I am slightly unhappy because of the usual AAA conundrum; for over a hundred bucks pre-paid the gamer is expecting at least forty hours of play. And that means the game has to both change things up to keep it fresh and also, unfortunately, it becomes a set of sequels to itself, each time upping the stakes.
You start the game as a Nora hunter silently stalking herd machines (which only turn hostile if provoked).
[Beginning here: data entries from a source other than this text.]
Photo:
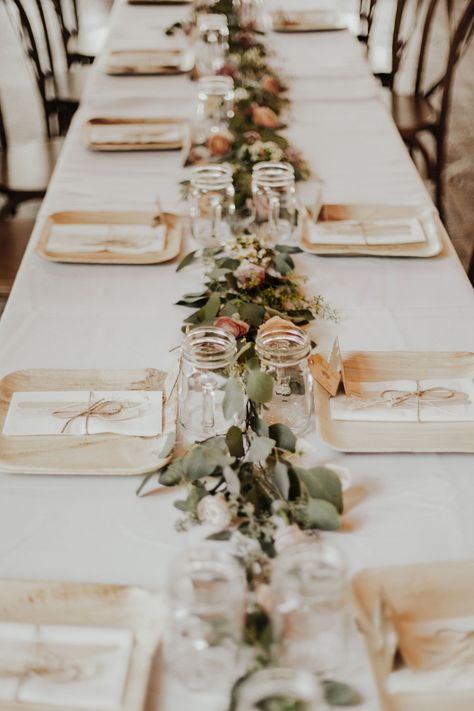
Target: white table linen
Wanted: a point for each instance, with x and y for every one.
(400, 508)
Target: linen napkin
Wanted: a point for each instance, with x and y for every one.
(129, 412)
(139, 133)
(83, 667)
(394, 401)
(143, 61)
(366, 232)
(119, 239)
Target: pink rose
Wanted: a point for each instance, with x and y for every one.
(233, 325)
(249, 275)
(219, 143)
(263, 116)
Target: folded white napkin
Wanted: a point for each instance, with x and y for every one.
(129, 412)
(366, 232)
(452, 677)
(119, 239)
(367, 404)
(139, 133)
(143, 60)
(83, 667)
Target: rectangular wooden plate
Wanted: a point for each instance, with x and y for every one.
(92, 455)
(425, 591)
(430, 221)
(366, 366)
(309, 21)
(185, 64)
(153, 145)
(77, 604)
(176, 229)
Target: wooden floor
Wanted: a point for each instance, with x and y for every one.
(24, 120)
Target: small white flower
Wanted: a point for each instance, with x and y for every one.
(214, 511)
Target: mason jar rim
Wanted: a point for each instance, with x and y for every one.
(209, 347)
(270, 346)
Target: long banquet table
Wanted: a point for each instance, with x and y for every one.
(400, 508)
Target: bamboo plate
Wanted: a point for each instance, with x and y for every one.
(77, 604)
(352, 436)
(419, 592)
(430, 222)
(152, 145)
(308, 21)
(176, 229)
(147, 62)
(94, 455)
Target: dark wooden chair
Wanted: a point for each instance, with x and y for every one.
(60, 91)
(416, 115)
(25, 168)
(14, 236)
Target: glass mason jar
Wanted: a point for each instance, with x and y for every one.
(294, 688)
(206, 357)
(215, 106)
(207, 591)
(212, 43)
(212, 204)
(283, 353)
(274, 199)
(310, 614)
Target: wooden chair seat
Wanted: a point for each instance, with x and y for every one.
(14, 236)
(413, 114)
(27, 167)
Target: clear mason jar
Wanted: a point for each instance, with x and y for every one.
(274, 199)
(207, 354)
(212, 204)
(207, 592)
(310, 614)
(212, 43)
(283, 353)
(295, 688)
(215, 106)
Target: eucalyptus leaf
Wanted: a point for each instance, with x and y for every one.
(322, 483)
(321, 514)
(281, 479)
(283, 436)
(187, 260)
(233, 404)
(235, 442)
(339, 694)
(259, 386)
(260, 449)
(203, 461)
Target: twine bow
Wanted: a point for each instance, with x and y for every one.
(104, 409)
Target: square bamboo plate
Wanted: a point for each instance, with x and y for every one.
(422, 592)
(151, 145)
(366, 366)
(94, 455)
(430, 222)
(77, 604)
(147, 62)
(307, 21)
(176, 229)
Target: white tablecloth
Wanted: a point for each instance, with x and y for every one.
(400, 508)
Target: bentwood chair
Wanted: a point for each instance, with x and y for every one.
(60, 91)
(416, 115)
(25, 168)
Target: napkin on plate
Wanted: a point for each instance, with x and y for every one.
(366, 232)
(129, 412)
(367, 404)
(139, 133)
(119, 239)
(83, 667)
(439, 655)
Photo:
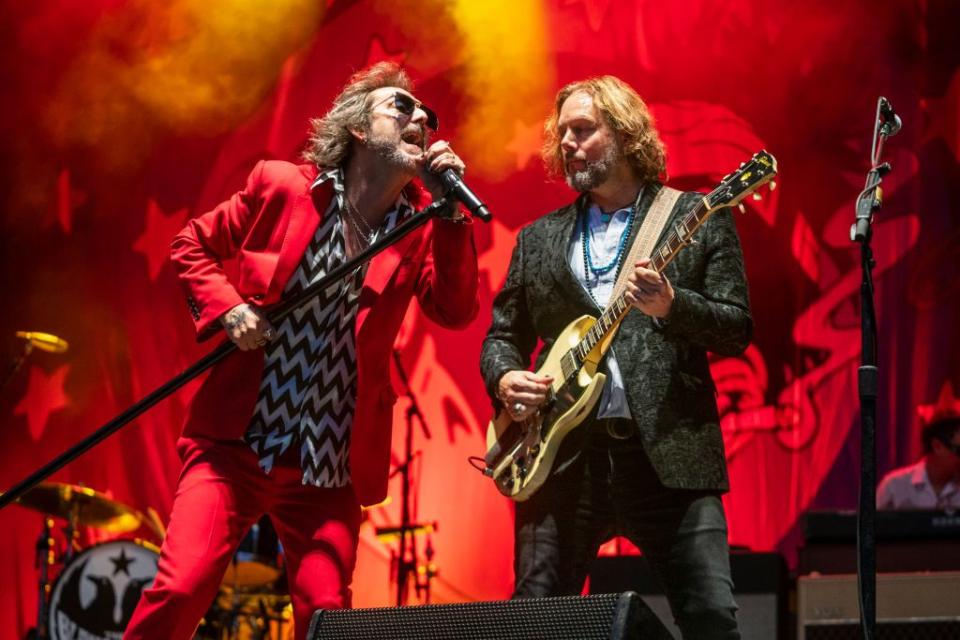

By mid-game you are carrying a dozen kinds of high explosives and trick arrows and everything is a stand-up fight in a closed arena against a war machine the size of a condominium. But even Aloy realizes this; at some point she bitterly remarks that she went from being called "dirty outcast" by her fellow Nora, to being called "our savior, the Anointed One" and she finds the one fully as isolating as the other.
This is a smart game, in other words. It doesn't hold your hand...well, except literally, as the tutorial section is a very well done and admirably brief section where the child Aloy is instructed in hunting by her guardian and fellow outcast, Rost. And just when you might start to get tired of having everything explained for you, it dumps you into a scary, unarmed, cat-and-mouse against a dozen searching Watchers.
But this isn't a review. This is just me talking about a master class in backgrounding without making an annoying info-dump out of it.